Princeton Consultants evaluated the forecasting and optimization models used in operational decision making. The outputs of the forecasting models were used as inputs to a sequence of optimization models. The review and validation uncovered the following:

  • Forecasts were using small amounts of historical data and simplistic techniques for outlier removal, and were not tuned to account for the variability of the business in different geographies.

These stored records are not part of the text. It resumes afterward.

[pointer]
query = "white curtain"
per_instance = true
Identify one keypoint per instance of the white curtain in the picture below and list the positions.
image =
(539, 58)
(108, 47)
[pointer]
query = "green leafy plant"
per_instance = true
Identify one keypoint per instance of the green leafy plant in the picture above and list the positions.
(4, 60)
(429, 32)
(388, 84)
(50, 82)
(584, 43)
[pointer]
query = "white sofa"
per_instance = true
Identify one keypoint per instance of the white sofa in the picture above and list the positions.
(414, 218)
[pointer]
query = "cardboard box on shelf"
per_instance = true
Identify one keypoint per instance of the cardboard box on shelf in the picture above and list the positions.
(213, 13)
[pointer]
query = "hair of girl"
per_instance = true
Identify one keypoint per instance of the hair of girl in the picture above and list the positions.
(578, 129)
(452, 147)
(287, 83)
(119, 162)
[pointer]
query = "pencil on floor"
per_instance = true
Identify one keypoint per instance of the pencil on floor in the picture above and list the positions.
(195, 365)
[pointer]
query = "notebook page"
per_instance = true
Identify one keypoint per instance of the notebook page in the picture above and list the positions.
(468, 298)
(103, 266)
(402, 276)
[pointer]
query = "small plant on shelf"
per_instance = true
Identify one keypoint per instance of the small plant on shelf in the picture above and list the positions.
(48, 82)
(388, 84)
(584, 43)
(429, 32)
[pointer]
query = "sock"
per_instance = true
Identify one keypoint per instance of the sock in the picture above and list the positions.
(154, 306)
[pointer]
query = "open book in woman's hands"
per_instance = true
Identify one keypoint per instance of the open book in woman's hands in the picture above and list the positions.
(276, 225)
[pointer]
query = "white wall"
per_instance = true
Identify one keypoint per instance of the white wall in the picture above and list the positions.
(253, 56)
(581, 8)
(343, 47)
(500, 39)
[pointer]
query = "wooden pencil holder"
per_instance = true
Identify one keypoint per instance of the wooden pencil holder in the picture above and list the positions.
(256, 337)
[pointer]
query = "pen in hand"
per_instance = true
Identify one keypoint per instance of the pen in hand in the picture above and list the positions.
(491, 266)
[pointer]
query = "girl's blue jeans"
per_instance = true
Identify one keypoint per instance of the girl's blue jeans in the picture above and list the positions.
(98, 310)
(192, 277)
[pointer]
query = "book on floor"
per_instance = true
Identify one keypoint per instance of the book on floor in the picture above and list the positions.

  • In one optimization model, two key issues were uncovered:
    • Multiple optimal solutions were possible, yielding a potential wide variability in the results that would drive future decisions.
    • There was an inconsistent understanding of the model’s objective function and its implementation, leading to results that did not reflect the intention of the person designing the model. 
  • In a second optimization model, two key issues were uncovered:
    • The model had additional variables that allowed answers to be computed that were not feasible in the business.
    • The data supplied to the model significantly overstated the business conditions.

The company’s analytics leaders found that the independent nature of Princeton Consultants’ validation and review was important in finding opportunities to improve the use of the models in their operational systems. As a result, they will further contribute to the company’s competitive advantage through analytics.